Getting [INFO] tlt.components.docker_handler.docker_handler: Stopping container. Why does this occur and how to fix it?

Description

I have made a new environment using conda. I have installed the pre-req and TLT in this environment following TLT Quick Start Guide — Transfer Learning Toolkit 3.0 documentation guide. Since I am working in a conda env, I am not running any code in python virtual environment.

After installing the tlt package, I am trying to run the classification jupyter notebook given in the samples.

on the !tlt classification train -e $SPECS_DIR/classification_spec.cfg -r $USER_EXPERIMENT_DIR/output -k $KEY command, the docker suddenly stops working and outputs:

( i made some changes and printed the formatted_command and volumes)

2021-06-17 20:24:36,503 [INFO] root: Registry: ['nvcr.io']

formatted_command:  bash -c 'docker exec -it 17d69f83a4d3a69cc27e7c21506d3dcb364c7e98b4860d3ff17eb1c240a61aa5 classification train -e /workspace/tlt-experiments/classification/specs/classification_spec.cfg -r /workspace/tlt-experiments/classification/output -k nvidia_tlt'

volumes: {'/home/omno/Desktop/umair/naturalImages/tlt': {'bind': '/workspace/tlt-experiments', 'mode': 'rw'}, '/home/omno/Desktop/umair/naturalImages/tlt/specs': {'bind': '/workspace/tlt-experiments/classification/specs', 'mode': 'rw'}}
ormatted_command: bash -c 'docker exec -it 17d69f83a4d3a69cc27e7c21506d3dcb364c7e98b4860d3ff17eb1c240a61aa5 classification train -e /workspace/tlt-experiments/classification/specs/classification_spec.cfg -r /workspace/tlt-experiments/classification/output -k nvidia_tlt'
Executing the command.
Matplotlib created a temporary config/cache directory at /tmp/matplotlib-dq5h5g_n because the default path (/.config/matplotlib) is not a writable directory; it is highly recommended to set the MPLCONFIGDIR environment variable to a writable directory, in particular to speed up the import of Matplotlib and to better support multiprocessing.
Using TensorFlow backend.
WARNING:tensorflow:Deprecation warnings have been disabled. Set TF_ENABLE_DEPRECATION_WARNINGS=1 to re-enable them.
Using TensorFlow backend.
WARNING:tensorflow:From /usr/local/lib/python3.6/dist-packages/horovod/tensorflow/__init__.py:117: The name tf.global_variables is deprecated. Please use tf.compat.v1.global_variables instead.
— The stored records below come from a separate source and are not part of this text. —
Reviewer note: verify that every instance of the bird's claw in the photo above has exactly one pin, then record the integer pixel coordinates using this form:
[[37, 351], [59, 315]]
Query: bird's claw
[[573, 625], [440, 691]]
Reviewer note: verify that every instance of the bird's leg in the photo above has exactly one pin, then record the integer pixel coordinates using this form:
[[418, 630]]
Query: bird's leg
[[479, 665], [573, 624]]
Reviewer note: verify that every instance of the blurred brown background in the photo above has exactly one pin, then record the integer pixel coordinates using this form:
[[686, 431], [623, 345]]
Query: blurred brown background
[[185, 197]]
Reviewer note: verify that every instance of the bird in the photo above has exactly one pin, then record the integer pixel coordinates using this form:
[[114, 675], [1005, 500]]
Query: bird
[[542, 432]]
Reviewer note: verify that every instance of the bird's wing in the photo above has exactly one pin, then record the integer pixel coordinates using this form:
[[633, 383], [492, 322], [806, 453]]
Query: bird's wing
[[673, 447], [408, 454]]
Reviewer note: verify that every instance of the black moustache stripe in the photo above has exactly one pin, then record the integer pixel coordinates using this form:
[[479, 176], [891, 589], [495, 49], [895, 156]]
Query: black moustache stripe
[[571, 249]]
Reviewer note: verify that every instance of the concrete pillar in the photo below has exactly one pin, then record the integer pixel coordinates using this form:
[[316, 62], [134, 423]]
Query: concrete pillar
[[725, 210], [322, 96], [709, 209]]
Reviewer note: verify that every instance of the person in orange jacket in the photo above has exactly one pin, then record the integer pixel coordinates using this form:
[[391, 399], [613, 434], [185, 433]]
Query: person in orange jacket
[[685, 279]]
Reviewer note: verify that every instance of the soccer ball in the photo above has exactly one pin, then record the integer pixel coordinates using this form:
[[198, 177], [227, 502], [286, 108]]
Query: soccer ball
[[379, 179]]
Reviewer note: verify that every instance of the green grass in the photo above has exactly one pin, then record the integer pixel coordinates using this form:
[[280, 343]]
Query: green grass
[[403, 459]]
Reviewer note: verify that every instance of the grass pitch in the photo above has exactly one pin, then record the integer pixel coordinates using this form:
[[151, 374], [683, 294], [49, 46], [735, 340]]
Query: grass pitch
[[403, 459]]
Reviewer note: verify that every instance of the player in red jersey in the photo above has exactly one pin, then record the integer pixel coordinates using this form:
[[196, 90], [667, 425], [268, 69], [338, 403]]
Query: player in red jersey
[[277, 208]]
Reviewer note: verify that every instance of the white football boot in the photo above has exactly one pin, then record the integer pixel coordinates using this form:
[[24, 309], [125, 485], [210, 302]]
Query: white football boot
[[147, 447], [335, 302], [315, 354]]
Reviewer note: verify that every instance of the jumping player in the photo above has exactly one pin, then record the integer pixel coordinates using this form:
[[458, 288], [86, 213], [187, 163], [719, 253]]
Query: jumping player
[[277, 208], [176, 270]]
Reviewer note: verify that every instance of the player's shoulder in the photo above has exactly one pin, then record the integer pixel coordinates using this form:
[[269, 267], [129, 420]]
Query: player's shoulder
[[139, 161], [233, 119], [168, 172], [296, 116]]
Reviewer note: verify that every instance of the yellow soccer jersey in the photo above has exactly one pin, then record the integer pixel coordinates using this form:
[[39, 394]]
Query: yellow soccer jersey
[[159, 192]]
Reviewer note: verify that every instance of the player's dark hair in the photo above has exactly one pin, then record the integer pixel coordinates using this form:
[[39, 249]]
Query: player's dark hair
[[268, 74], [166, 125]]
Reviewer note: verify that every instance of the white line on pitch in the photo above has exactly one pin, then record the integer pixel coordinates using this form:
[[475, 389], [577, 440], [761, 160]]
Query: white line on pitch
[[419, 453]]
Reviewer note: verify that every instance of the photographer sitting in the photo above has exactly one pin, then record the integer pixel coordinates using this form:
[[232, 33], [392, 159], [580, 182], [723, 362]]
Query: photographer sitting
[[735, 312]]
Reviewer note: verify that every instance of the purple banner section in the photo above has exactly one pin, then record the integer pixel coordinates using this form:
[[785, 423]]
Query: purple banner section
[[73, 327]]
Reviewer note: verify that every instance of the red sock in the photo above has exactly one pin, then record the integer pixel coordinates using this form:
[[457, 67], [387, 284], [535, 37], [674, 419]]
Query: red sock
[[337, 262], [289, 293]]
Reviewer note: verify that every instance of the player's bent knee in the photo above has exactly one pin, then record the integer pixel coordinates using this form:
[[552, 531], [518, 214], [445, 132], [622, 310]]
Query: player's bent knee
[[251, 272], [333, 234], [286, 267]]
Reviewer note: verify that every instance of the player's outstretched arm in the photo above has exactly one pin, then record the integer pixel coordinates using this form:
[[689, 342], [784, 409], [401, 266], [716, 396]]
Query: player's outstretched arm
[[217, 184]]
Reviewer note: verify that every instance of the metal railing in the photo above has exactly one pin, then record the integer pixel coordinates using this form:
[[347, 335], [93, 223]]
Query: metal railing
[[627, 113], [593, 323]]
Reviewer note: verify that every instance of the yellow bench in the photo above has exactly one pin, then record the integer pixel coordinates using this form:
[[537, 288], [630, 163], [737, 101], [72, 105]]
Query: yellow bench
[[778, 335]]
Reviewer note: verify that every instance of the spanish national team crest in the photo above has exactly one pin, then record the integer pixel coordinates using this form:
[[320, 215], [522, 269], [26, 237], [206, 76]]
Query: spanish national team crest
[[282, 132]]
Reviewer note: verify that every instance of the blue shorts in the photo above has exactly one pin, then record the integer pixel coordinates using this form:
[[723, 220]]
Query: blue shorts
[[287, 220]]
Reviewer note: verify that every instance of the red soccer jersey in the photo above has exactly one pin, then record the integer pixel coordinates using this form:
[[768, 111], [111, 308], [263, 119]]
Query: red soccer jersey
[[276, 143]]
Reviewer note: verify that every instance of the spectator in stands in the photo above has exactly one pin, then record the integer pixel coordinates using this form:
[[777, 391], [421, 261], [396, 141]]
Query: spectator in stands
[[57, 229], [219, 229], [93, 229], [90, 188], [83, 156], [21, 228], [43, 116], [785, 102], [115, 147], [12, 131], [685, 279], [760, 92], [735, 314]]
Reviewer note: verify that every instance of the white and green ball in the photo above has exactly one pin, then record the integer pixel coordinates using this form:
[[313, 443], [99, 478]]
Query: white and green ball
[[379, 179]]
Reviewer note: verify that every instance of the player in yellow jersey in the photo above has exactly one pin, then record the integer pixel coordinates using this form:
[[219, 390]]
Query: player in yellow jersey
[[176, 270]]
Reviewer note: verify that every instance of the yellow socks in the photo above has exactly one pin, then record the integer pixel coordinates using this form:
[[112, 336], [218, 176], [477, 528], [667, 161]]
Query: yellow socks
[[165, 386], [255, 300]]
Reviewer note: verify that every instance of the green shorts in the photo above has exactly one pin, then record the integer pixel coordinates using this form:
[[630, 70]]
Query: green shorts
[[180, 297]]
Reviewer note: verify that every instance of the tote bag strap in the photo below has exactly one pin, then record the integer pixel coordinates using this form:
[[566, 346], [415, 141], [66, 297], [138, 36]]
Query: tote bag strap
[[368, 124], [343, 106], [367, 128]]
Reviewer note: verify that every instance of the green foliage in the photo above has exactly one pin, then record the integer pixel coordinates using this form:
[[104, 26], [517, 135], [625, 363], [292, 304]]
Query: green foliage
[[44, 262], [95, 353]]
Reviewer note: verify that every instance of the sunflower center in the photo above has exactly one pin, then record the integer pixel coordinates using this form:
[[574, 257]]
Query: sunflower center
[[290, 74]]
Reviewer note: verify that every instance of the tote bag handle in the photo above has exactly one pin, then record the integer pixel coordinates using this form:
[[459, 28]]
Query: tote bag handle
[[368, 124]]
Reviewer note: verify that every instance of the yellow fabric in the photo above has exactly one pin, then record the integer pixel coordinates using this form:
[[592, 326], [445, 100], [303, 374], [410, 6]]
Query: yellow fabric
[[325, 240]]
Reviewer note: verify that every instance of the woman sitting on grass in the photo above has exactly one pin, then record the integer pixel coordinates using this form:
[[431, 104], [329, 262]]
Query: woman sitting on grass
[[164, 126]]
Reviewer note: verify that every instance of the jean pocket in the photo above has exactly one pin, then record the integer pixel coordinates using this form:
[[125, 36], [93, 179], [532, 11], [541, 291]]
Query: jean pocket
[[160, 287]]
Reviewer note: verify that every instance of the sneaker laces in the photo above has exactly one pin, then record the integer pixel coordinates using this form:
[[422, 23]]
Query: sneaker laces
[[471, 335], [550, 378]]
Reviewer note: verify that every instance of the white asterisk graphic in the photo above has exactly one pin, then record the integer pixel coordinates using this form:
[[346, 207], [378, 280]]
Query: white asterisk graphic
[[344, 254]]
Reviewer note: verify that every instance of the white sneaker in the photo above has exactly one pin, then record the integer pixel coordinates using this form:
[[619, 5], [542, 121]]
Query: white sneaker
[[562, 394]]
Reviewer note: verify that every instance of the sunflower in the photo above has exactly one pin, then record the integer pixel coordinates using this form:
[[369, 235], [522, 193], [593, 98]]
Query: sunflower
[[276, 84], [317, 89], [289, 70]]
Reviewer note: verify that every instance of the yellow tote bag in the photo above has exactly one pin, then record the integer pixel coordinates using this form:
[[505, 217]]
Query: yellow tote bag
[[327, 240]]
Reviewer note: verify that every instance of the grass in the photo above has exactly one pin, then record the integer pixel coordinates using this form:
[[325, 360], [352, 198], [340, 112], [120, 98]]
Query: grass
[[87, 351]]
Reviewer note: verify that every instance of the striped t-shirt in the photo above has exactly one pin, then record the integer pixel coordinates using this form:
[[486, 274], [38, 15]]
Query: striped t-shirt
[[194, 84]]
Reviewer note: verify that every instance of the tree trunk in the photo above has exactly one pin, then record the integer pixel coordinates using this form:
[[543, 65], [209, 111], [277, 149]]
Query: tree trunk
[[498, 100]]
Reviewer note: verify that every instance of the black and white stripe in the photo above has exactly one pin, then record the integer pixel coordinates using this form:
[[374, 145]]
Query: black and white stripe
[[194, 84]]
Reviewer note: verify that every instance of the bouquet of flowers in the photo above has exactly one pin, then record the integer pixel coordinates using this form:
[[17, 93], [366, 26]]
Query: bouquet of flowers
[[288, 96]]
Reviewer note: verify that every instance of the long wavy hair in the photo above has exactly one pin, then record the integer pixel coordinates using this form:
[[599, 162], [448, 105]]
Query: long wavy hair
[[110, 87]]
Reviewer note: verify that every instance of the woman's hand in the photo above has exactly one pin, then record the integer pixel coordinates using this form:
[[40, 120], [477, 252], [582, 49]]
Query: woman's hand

WARNING:tensorflow:From /usr/local/lib/python3.6/dist-packages/horovod/tensorflow/__init__.py:143: The name tf.get_default_graph is deprecated. Please use tf.compat.v1.get_default_graph instead.

['model_config', 'train_config']
2021-06-17 20:24:43,634 [INFO] tlt.components.docker_handler.docker_handler: Stopping container.

Hi,
We recommend you to raise this query in TLT forum for better assistance.

Thanks!

@1.umairjavaid
Can you attach the training spec file?
More, could you please attach the full log as a txt file?

conda activate newenv
jupyter notebook --allow-root

classification.ipynb (42.0 KB)
classification_spec.cfg (1.2 KB)

I have attached the jupyter notebook. How do I get the log file?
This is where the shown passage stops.